Aufgang
Futur classique
Depuis 2005, Aufgang dresse un pont entre musique classique et techno. Le trio cosmopolite, (un Libanais, un Luxembourgeois, un Français) fut l’une des nombreuses révélations de l’excellent label Infiné. Aufgang poursuit son irrésistible ascension avec Istiklaliya, nouvel album qui lorgne plus encore du côté de la techno et surtout des da ncefloors. Rencontre avec le batteur, Aymeric Westrich.
Quelle est la genèse d’Aufgang ?
Nous nous sommes rencontrés en 2000, à New York, durant nos études. Rami Khalifé et Francesco Tristano m’ont initié aux musiques électroniques. New York était plutôt un bon terrain de découvertes. Nous sortions souvent, notamment au Vinyl où Danny Tennaglia avait une résidence et nous a bien « formés ». Le minimalisme de Plastikman m’a aussi beaucoup influencé. Votre premier album est paru en 2009.
Pourquoi a-t-il fallu attendre si longtemps ?
Nous n’avons pas fini nos études en même temps, et nous étions très pris par nos projets respectifs. Pour ma part, je bossais sur le premier album de Kery James, Si C’était À Refaire (ndlr. 2001). Mais Aufgang existait tout de même et en 2005, on a joué notre premier live, au Sonar à Barcelone.
Vos influences sont très vastes : musique classique, jazz, techno, rock…
C’est vrai. On nous décrit parfois comme un groupe de fusion, au sens jazz du terme, mais cela ne nous convient pas vraiment.

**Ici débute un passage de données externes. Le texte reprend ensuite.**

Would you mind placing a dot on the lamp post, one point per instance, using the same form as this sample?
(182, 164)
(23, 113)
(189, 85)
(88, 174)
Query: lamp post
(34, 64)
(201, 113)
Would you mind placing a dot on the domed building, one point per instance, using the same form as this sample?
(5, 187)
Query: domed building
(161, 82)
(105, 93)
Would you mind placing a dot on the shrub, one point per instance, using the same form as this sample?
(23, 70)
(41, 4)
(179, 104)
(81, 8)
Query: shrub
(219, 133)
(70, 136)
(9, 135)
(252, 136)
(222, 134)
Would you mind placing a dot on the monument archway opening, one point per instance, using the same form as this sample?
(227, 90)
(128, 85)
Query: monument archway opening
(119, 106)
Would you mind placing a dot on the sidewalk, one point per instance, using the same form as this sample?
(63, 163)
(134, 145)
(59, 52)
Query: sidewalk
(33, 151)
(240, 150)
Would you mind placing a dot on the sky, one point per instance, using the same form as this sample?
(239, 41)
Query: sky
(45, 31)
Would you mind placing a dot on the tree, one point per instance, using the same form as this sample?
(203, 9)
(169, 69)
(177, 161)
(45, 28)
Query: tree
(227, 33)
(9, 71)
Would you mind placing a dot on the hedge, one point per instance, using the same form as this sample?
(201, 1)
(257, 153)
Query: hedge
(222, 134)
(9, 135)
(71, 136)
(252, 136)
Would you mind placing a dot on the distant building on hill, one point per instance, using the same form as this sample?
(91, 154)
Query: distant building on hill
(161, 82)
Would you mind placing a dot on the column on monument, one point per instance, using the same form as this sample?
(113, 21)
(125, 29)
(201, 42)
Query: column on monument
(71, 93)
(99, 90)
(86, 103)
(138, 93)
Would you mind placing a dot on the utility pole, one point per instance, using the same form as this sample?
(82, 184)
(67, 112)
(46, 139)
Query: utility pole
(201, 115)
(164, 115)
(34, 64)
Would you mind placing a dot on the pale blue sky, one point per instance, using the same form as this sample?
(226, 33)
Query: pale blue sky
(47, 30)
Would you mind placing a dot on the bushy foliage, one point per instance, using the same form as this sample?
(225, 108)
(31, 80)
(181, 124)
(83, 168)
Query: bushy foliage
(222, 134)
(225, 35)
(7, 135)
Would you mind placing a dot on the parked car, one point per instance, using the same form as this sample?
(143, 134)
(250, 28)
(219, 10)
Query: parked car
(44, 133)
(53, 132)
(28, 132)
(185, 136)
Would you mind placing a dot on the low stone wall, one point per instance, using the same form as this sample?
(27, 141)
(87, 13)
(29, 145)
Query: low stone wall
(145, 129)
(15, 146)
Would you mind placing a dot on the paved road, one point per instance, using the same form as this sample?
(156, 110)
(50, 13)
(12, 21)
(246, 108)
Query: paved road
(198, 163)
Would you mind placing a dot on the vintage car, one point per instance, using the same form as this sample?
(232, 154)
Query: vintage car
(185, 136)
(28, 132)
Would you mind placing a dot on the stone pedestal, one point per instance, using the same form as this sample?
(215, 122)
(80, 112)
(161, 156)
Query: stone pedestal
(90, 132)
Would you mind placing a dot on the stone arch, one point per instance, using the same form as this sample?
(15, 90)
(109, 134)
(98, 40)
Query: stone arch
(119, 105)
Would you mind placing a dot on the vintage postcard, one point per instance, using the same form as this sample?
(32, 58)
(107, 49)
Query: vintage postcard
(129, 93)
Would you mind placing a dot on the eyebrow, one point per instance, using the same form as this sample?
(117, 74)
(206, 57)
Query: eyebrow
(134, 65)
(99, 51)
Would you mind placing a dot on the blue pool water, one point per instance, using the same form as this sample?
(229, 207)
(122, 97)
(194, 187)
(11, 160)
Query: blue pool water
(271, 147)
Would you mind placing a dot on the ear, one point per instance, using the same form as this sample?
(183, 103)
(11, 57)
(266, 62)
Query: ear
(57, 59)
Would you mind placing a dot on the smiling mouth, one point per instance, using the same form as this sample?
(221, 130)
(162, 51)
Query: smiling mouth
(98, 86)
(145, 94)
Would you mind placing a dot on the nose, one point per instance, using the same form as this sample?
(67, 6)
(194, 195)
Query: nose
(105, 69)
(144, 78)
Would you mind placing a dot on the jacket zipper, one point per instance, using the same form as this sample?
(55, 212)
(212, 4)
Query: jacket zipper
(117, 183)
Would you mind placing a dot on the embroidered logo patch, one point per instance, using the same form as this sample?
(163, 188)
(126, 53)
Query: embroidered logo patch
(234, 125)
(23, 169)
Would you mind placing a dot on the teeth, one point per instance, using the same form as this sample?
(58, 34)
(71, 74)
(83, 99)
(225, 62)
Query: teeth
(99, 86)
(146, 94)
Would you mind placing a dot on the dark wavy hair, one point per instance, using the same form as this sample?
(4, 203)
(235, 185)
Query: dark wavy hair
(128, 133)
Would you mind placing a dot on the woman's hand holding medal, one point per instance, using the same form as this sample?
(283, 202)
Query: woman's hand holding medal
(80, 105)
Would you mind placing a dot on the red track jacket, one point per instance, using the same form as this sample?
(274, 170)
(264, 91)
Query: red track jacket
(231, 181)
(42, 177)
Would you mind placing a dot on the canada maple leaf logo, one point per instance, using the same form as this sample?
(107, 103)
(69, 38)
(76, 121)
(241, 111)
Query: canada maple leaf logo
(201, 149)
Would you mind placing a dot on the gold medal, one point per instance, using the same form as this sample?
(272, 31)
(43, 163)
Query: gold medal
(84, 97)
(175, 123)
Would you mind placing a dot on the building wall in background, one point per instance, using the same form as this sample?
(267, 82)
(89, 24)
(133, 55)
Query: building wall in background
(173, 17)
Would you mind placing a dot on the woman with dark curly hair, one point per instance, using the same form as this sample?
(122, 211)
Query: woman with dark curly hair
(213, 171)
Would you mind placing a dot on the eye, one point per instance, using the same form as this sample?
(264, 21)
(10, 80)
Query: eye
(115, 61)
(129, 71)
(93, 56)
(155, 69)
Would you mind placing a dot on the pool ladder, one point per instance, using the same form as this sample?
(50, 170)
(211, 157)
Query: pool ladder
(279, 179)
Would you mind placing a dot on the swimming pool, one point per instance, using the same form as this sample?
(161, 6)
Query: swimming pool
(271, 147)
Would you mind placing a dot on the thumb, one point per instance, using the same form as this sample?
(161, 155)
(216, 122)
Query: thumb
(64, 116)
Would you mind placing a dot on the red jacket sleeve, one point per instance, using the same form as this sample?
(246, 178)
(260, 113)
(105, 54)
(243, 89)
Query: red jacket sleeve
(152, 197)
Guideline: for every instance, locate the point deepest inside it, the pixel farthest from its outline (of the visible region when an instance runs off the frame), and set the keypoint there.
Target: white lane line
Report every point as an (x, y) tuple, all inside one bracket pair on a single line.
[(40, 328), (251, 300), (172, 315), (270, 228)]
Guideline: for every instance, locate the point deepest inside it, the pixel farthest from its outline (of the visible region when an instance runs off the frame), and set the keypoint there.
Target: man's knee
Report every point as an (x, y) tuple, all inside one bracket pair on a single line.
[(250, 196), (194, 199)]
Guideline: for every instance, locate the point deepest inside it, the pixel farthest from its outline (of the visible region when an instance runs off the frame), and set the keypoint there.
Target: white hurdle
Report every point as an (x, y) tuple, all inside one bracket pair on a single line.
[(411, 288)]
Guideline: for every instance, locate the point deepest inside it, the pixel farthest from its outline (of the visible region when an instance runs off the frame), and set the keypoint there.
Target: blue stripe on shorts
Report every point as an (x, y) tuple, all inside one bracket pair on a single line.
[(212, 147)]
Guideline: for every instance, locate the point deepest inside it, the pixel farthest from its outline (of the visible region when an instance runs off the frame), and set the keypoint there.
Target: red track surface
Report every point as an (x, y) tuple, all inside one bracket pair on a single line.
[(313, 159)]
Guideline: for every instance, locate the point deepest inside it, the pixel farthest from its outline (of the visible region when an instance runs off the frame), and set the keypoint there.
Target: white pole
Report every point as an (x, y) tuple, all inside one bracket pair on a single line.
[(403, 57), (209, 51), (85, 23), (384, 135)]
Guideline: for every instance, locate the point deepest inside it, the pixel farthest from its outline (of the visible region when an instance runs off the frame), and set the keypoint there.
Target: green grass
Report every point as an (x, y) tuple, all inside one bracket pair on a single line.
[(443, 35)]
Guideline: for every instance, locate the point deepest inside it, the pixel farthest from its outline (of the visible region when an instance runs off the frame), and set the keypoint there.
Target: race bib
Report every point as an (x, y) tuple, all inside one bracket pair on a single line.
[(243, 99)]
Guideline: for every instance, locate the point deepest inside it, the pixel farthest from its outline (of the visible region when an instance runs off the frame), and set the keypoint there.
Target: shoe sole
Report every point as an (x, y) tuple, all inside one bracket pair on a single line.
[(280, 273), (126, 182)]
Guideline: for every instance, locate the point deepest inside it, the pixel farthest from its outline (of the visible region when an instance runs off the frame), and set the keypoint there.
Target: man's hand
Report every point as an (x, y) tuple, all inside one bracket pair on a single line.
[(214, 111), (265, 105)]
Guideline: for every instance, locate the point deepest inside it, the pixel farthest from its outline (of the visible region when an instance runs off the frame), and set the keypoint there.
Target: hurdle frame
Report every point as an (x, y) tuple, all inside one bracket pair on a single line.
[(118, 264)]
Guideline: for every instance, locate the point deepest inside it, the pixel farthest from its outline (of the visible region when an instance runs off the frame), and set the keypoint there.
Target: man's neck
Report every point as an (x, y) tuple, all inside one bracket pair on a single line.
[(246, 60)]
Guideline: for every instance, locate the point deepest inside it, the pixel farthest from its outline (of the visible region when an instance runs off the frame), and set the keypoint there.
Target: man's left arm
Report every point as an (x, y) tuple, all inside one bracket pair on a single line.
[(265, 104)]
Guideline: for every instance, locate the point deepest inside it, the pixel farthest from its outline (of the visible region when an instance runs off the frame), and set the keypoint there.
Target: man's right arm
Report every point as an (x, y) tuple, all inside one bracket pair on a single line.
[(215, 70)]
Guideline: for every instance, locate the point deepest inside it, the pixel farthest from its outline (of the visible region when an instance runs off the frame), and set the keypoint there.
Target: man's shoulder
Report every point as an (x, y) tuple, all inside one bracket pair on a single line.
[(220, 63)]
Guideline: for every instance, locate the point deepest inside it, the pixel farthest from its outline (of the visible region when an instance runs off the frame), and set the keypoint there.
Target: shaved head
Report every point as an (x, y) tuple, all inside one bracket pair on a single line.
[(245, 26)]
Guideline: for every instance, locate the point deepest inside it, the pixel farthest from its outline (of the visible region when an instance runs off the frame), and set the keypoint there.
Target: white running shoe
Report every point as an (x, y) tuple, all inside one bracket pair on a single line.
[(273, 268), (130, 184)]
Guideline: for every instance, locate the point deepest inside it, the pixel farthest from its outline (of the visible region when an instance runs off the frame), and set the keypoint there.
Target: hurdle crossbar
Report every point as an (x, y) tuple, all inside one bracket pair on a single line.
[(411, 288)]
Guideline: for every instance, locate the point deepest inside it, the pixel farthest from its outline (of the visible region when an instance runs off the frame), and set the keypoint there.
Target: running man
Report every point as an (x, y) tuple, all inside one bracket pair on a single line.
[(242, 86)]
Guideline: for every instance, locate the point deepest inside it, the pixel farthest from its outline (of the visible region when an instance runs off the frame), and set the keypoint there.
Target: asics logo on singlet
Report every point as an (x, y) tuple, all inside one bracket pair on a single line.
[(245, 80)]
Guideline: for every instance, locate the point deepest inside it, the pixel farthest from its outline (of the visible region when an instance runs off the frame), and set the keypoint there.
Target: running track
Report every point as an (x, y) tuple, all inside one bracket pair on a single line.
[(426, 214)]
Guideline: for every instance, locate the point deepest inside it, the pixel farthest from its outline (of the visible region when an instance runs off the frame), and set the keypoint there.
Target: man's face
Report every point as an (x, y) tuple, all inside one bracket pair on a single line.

En dépit de notre background classique, Francesco et Rami sont passionnés par le rock et moi, par le hip-hop. Aufgang réunit toutes ces influences.
Qui fait quoi dans Aufgang ?
Rami et Francesco sont pianistes de formation, moi batteur. Pour les arrangements et la composition, il n’y a pas vraiment de fonction définie, nos rôles sont presque interchangeables. Sur le dernier LP, Rachel’s Run est le seul titre que l’on ait composé d’une traite. Pour le reste, nous réassemblons différentes sessions. Nous utilisons l’ordinateur pour séquencer des parties rythmiques, créer des boucles… C’est un quatrième membre, en quelque sorte.
Quelles leçons avez-vous retenues du Conservatoire ?
Un certain amour de l’écriture. La musique électronique offre d’autres perspectives et plus de libertés que le milieu classique, qui demeure très conservateur. Mais il ne faut pas caricaturer : beaucoup de musiciens classiques apprécient Aufgang. Istiklaliya est plus dansant encore que vos précédentes productions… Notre premier album (ndlr. Aufgang, 2009) parut trop rigide à certains. Ici, on a voulu conserver la spontanéité,mais faire quelque chose d’encore plus direct, de plus dansant. Un album avec plus de montées ! (ndlr : Aufgang signifie élever en allemand).
Quelle est la signification de Istiklaliya, d’ailleurs ?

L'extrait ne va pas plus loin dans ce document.